Астори округляет глаза, забыв даже пережёвывать шоколад.
— Т-то есть… в-вы… сами это выдумываете?
— Не выдумываю, а домысливаю, — поправляет Иарам. — Объясняю. Не столь важно, что написано в Эноскадэ… её создавали четыре тысячи лет назад таспасийские жрецы, она безнадёжно устарела! Стареет мораль, дочь моя, и истины, и законы, но люди… они вечно обновляются — как змея, которая сбрасывает кожу и тем не менее остаётся собой. И есть человеческая память. И человеческая мудрость. Я верю в них.
Астори молчит и комкает обёртку от конфеты. Иарам отпивает свой чай.
— Пейте, дочь моя, а то остынет. Он вкусный.

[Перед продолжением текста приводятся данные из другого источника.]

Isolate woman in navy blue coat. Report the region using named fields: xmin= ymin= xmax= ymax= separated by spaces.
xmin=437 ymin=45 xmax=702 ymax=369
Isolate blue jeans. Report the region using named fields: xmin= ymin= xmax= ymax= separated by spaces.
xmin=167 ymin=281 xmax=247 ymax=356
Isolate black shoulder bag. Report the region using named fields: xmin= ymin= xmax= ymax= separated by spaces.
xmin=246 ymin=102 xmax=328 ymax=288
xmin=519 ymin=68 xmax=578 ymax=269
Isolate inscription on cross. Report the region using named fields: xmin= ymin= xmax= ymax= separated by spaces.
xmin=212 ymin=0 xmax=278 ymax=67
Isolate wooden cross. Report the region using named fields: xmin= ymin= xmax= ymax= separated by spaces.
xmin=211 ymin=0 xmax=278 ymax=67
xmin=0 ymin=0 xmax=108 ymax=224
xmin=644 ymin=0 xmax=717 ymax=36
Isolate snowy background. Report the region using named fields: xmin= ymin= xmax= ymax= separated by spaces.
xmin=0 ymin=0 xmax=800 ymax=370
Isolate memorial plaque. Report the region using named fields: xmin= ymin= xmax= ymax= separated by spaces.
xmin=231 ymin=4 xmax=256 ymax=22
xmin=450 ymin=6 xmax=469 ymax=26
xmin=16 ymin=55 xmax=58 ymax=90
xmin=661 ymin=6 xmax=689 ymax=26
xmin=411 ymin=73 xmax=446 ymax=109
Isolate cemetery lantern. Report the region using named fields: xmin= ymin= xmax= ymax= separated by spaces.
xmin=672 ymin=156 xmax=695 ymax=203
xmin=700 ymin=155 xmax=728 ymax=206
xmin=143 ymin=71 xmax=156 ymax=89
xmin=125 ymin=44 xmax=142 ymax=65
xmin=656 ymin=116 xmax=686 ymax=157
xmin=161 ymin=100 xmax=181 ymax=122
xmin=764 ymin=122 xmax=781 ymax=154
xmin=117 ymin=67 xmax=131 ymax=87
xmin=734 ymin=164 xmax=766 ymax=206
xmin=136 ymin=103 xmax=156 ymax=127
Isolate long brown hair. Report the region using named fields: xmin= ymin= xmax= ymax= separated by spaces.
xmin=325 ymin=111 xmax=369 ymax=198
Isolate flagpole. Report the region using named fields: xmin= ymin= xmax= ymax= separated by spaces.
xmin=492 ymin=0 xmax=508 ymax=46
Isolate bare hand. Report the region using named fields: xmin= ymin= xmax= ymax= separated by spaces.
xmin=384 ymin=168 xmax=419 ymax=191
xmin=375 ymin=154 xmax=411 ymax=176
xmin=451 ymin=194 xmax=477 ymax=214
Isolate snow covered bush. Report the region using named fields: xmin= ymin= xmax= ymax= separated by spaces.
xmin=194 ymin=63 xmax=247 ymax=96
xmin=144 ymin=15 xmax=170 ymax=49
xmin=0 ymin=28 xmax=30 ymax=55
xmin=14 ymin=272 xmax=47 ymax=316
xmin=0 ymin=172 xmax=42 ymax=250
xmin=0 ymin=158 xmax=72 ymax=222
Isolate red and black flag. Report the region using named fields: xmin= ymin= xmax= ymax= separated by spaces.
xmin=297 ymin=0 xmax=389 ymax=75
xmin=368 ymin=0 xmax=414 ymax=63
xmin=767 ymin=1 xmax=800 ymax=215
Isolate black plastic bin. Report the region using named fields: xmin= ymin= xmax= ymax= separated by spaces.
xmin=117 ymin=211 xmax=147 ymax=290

С улицы доносится храп и ржание Изюминки; Астори со вздохом берётся за чашку, грея пальцы.
— И всё-таки я не понимаю, — безнадёжно тянет она. Иарам сжимает ей запястье.
— Всё хорошо, дочь моя: не понимать — это в порядке вещей. Это в человеческой природе. Ибо абсолютное знание, как и всё абсолютное, недоступно людям, а значит, мир непостижим, а значит, всегда останется место и время для вопросов… потому что спрашивать — тоже отличительная особенность людей.
Астори облизывает губы.
— Но если… если то, что внутри меня, не… не свобода, то… что это?
Иарам блаженно откидывается на спинку стула. Улыбается.
— Я полагаю, любовь: это величайшая из небесных истин и сладчайшее из земных наслаждений, и только она одна может дать иллюзию полноты и абсолюта. Ешьте мармелад, дочь моя. Попробуйте апельсиновый, я в восторге от него.
========== 10.3 ==========
Тадеуш знает: Астори солёная. И горячая. Она на вкус как вскипевшее море, необузданная, отчаянная, сумасшедшая, и в ней всего слишком, но этого не хватает и хочется больше и больше, хочется осушить это море до самого дна или захлебнуться в волнах. Астори словно горная лавина. Словно цунами. Словно разбуженный вулкан. Тадеушу кажется, что если он коснётся неё, то расплавится или рассыпется горсткой пепла — это же всё равно что поцеловать огонь или поймать губами порывистый океанский бриз. Она ускользающая и обжигающая. И он обожает её. Тадеуш знает, как расширяются её зрачки, когда она приходит в ярость, как горят тёмно-карие глаза — словно два кинжала — как напряжённо и часто она дышит, как торопливо облизывает губы, как сжимает до хруста кулаки… Астори вся — обнажённая сталь. Она пугает и притягивает.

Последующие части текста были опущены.